Deconstructing PAX

Sunday, October 3, 2010
The dice show two brains and a shotgun blast. I've got nine brains now and I'm one away from winning this round. I see the two shotgun blasts I've gotten staring up at me. Before I can really think about my situation, I've grabbed the cup and cast three more dice onto the floor. They topple briefly and finally settle on not one, not two but three more blasts. Game over.

Zombie dice punctuated our visit to PAX more appropriately than I could have anticipated. The ease with which you can introduce someone to the game and invite anyone to play is a perfect reflection of what it is to be at PAX.

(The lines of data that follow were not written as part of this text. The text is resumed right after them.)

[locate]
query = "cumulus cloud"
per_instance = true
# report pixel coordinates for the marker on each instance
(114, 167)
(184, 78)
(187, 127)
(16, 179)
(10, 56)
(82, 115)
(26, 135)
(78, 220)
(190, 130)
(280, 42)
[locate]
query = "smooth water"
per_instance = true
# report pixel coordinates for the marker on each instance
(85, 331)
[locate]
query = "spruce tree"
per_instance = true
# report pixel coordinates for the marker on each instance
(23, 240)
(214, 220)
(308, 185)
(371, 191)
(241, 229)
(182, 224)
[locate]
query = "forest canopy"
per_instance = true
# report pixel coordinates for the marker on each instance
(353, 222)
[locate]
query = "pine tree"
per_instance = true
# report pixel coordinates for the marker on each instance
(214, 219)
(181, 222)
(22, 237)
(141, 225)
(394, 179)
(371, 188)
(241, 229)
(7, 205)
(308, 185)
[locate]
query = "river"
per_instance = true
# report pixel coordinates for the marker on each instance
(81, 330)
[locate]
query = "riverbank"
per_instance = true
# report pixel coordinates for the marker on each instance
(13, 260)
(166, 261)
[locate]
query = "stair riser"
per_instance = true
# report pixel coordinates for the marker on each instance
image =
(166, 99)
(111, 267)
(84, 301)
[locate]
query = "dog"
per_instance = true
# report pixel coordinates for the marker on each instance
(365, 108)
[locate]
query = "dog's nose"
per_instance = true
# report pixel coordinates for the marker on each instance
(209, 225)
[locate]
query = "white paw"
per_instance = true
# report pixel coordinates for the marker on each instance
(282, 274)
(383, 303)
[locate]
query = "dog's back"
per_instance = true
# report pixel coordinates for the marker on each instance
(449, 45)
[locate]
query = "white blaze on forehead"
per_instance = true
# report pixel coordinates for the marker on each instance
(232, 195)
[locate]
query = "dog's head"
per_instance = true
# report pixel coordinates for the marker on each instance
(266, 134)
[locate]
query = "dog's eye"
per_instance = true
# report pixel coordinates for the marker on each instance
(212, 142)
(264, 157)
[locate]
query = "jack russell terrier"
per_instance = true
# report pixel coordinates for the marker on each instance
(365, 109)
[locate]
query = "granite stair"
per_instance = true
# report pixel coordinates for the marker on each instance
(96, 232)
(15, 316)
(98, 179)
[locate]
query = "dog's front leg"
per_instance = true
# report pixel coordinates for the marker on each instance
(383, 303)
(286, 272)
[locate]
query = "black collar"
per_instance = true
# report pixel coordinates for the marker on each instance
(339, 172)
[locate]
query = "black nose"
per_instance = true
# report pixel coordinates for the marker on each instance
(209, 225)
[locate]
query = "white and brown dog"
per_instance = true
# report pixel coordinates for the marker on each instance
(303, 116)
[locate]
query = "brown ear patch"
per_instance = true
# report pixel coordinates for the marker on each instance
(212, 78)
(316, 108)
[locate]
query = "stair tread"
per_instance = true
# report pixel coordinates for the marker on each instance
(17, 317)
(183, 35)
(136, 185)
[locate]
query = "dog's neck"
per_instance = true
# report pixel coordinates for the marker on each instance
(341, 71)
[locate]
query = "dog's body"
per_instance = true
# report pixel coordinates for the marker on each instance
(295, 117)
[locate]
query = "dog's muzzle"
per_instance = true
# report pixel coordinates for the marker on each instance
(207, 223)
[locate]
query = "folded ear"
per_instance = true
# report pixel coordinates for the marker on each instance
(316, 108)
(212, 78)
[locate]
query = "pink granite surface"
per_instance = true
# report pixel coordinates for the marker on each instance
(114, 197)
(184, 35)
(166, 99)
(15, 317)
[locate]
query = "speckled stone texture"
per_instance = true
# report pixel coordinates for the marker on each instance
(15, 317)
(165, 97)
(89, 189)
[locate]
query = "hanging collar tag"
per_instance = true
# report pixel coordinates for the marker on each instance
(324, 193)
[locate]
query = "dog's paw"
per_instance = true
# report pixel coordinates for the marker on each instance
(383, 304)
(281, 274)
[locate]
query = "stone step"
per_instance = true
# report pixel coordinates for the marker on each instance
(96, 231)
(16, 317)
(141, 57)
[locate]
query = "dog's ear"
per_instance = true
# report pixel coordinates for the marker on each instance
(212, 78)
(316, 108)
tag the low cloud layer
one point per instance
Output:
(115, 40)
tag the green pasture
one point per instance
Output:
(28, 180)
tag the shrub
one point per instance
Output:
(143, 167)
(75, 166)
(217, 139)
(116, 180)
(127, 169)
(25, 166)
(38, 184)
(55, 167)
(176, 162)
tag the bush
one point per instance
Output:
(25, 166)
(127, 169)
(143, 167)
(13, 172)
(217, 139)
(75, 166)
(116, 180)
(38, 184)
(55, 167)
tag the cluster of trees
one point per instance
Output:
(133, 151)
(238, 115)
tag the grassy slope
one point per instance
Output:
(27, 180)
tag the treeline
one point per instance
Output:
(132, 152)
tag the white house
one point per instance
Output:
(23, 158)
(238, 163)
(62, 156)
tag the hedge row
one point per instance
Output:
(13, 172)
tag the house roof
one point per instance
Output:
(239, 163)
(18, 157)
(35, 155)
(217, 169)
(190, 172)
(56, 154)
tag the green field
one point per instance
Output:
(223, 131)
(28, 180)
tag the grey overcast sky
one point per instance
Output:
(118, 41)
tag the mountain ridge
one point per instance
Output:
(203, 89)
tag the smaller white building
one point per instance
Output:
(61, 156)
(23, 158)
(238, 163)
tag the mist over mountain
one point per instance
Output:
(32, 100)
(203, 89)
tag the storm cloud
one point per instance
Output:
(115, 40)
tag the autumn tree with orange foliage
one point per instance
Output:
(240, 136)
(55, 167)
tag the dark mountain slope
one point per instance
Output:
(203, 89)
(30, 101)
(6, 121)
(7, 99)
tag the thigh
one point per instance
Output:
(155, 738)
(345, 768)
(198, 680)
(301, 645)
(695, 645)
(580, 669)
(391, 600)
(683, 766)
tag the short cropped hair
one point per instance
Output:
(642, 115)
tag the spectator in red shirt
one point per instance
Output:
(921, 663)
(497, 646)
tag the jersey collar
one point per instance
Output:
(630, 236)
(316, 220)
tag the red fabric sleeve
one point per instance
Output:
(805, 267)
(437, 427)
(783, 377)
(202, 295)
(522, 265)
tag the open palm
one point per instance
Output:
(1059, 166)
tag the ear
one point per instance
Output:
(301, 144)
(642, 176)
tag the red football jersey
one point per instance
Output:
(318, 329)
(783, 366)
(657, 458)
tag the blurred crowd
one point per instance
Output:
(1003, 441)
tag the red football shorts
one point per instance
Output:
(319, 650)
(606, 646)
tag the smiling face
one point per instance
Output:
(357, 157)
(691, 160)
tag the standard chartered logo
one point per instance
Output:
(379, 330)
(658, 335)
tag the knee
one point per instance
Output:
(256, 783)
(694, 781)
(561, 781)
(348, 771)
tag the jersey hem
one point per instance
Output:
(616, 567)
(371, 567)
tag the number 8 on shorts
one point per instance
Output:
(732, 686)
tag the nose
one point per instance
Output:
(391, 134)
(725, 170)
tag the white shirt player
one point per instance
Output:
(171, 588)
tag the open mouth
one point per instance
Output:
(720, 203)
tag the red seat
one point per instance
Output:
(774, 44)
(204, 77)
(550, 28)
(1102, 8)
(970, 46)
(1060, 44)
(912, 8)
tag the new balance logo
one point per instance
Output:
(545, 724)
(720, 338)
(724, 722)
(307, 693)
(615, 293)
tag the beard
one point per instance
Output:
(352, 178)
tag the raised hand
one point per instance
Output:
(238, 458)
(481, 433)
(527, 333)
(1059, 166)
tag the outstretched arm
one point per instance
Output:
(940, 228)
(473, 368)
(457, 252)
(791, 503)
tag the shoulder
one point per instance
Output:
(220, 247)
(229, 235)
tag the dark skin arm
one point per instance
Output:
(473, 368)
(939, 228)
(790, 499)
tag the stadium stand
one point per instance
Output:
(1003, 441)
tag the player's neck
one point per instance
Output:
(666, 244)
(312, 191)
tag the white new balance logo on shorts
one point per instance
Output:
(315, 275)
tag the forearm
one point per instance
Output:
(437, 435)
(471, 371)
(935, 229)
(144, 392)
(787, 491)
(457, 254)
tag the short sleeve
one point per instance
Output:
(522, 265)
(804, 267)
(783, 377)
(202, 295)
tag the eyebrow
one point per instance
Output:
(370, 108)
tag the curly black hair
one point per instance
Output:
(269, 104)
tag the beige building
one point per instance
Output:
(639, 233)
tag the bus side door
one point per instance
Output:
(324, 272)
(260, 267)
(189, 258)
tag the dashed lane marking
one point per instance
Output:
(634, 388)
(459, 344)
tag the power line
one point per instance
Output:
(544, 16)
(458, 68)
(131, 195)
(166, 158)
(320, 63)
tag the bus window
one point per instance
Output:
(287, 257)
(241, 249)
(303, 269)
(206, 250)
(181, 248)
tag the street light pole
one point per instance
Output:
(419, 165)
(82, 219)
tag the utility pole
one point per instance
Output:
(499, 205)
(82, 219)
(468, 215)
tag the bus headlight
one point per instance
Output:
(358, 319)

The atmosphere of the Convention Center during those three days shouldn't exist. Popular media and pundits paint gamers as violent, anti-socials. Spend one day in the halls of the Washington State Convention Center with the attendees of PAX and you'll see just how wrong they are.

This was my fourth PAX. I've been attending since the hallowed days of Wil Wheaton's first PAX keynote. That first year I sat, enraptured at the words spoken in that enormous hall. I looked out over the sea of people, not knowing that I was part of something incredible.

"I'm not ashamed to be a gamer," he said. "Look around you, we are parents, we are grandparents, we are sons, we are daughters, we are professionals, we are students, we are geeks, we are nerds, we are liberals we are conservatives, we are Christians, we are Jews, we are Muslims, we are atheists, we are trekkies, we are brown-coats," The crowd roared with applause, "Apparently a lot of us are brown-coats. We are nintendo fanboys, we are xbox fanboys, we are sony fanboys, we are wannabe rock-stars, we are wannabe racecar drivers, but this weekend all that matters is that we are gamers. And there are 30,000 of us here, which makes it hard to believe that we are an antisocial group of maladjusted misfits. So, if you happen to come across someone who thinks we are, invite them to play a game with you. Just try not to be a dick when you own them."

With that, Wil closed out his speech with a humble thank you. Those words would echo in my mind countless times in the days that followed. I realized in that moment what PAX was all about.

In my day to day life, my vocal interest in games is treated as naivete. I am greeted with rolling eyes, superior looks and out right hostility when I talk openly about what games mean to me and can mean to other people. I am often caught defending my passion for gaming to friends, family and co-workers. It's tiring and depressing and it's easy to feel ostracized.

But all that is changing. It really started in 2007, with those words from Wil Wheaton. We were united, if only for three days against the voices of self-important pundits and politicians. But something happened after the doors closed and the final round of the Omegathon was complete. That energy followed us home.

Across the country, the continent and the world, blogs and websites, news articles and message boards lit up with talk about PAX and the incredible bond that was formed among the people there. That feeling of unity and camaraderie has built a movement from those three short days.

It seemed like only days after that fateful weekend that the media voices changed. In the weeks, months and years that followed, The Big Bang Theory aired to critical acclaim, The Guild was launched to incredible success, Johnathan Coulton and MC Frontalot exploded onto the music scene. The world had taken notice.

Every year since 2007 I've returned to PAX to commune with my fellow gamers. We are family, and we are growing. We are handing out controllers, rolling up characters, and setting up boards for new people every day. PAX is the beating heart of our movement, but every attendee, exhibitor and media person takes a piece of that heart home year after year. We are many, and more than ever before, we are one.